Night Force is a sort of horror version of Nero Wolfe. The main character is Baron Winters, a mysterious man living in a magical mansion that seems to exist outside of time. Winters, like Wolfe, doesn’t like to directly participate in adventures or leave his mansion (which might also mean wanting to make sure he didn’t run into a future or past version of himself). He will routinely assemble a “Night Force” of operatives when a situation arises that needs… correction.
Joining Wolfman on the art, this time around, is Tom Mandrake. This sounds like a very good pairing. Mandrake has done a little horror work over the years, notably a great run on the Spectre with John Ostrander and a lesser known Image book titled Creeps.
DC is promoting this as having been a sort of Vertigo forefather and that’s a reasonably accurate description. The 90s series probably could have been slipped into Vertigo with a minimum of tweaks. As such, this is a pretty logical addition to the DC corner that houses Animal Man, Swamp Thing and I… Vampire.

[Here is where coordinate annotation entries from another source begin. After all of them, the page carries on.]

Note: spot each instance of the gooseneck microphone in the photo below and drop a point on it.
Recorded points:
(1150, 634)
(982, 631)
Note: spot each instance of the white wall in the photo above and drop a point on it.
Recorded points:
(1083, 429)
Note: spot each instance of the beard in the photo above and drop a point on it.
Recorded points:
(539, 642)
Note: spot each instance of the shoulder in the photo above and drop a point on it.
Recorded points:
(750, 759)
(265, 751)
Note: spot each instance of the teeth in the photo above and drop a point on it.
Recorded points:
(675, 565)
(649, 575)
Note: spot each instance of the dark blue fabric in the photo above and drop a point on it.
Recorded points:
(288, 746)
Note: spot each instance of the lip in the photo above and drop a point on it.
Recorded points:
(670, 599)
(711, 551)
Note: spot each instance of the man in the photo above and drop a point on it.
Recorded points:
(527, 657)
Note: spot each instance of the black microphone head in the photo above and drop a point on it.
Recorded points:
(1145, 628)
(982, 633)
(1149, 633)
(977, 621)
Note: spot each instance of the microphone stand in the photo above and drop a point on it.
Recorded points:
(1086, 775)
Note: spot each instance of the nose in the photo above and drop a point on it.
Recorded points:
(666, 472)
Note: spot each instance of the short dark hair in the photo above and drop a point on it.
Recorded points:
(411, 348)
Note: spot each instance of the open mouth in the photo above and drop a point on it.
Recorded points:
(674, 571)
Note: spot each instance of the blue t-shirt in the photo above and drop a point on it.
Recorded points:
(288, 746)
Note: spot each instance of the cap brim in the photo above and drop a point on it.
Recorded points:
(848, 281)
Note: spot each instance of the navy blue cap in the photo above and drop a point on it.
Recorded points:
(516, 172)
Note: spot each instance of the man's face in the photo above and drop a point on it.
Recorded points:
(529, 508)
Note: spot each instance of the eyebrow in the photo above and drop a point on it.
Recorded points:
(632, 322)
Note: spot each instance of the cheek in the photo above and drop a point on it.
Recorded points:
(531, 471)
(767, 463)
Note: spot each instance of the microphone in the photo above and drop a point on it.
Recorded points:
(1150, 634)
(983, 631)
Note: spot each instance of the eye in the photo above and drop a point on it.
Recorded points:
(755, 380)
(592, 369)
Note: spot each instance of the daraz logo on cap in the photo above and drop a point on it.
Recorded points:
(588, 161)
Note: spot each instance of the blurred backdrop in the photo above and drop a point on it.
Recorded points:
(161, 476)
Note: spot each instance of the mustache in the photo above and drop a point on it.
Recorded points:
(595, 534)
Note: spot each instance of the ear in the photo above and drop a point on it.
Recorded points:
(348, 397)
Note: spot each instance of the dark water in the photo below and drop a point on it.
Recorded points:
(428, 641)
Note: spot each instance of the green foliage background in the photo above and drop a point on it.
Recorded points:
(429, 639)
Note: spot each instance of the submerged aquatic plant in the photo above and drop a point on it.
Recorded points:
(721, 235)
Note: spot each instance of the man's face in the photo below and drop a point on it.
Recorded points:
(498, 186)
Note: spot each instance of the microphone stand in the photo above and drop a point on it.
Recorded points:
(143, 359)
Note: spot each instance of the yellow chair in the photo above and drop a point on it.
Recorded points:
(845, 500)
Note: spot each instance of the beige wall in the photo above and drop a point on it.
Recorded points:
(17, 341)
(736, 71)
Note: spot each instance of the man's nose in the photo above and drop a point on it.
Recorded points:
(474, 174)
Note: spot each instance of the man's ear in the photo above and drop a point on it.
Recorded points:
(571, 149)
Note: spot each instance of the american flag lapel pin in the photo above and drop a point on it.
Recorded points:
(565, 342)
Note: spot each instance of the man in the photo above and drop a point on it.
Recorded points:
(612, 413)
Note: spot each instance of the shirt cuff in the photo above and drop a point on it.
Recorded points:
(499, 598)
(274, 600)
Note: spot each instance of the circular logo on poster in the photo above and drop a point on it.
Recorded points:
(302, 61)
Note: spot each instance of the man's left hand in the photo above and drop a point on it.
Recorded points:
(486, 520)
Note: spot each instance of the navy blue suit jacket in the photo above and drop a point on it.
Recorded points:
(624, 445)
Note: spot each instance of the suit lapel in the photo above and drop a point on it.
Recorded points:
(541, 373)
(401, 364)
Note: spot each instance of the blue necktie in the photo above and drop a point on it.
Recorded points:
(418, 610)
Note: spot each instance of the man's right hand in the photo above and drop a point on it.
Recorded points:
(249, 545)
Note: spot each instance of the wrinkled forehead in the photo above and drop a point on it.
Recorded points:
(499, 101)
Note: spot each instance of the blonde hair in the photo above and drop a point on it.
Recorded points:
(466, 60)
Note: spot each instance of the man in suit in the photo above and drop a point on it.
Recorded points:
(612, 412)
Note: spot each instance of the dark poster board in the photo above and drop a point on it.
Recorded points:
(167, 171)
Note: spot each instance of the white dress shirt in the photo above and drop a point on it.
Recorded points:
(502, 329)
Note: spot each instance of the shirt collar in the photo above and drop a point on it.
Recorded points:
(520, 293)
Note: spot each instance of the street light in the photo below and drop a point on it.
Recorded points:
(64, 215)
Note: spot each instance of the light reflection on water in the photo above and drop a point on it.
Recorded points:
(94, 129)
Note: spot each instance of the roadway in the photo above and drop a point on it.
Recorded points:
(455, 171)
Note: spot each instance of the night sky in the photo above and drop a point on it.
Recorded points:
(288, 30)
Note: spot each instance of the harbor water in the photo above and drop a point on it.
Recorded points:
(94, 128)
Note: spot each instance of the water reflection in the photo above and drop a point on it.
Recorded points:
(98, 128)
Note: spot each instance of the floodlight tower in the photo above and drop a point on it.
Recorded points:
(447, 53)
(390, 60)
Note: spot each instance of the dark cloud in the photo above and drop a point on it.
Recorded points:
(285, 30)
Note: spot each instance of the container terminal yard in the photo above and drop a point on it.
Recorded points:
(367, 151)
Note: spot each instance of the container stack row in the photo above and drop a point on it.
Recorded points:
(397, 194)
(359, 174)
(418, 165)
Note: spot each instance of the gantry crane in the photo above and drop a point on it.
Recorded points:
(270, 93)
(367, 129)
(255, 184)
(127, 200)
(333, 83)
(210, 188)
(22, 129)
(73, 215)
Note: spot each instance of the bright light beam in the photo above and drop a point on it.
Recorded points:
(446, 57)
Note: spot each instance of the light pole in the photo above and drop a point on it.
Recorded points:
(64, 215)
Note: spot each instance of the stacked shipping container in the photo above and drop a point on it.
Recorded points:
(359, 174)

Wolfman on the new series:
This new NIGHT FORCE story takes place over hundreds of years, but happens in the space of minutes. It is about a frightened young woman, the product of many generations of secret manipulations, a cop who is about to retire from the force and a cold case investigated by his dead FBI father many years before, a mysterious cult that is affecting the future but began on the night George Washington died, and a secret that will change the course of mankind forever.
Editor Jim Chadwick:
But this is clearly not an exercise in nostalgia. Nor is it intended to be a retcon. We are refreshing the Baron’s look but he’s still the same character and past continuity does factor into the new series a bit, though you don’t need this knowledge at all to follow or enjoy the mini-series. It’s more of a tip of the hat to long time readers. Another crucial difference is that the Baron is much more proactive as a character than he’s been in the past. The threat that he faces is very direct and the sanctity of his Wintersgate Manor is violated by the greatest threat he’s ever dealt with. It’s not enough for him to form a new NIGHT FORCE. He definitely has to get his hands dirty in this one.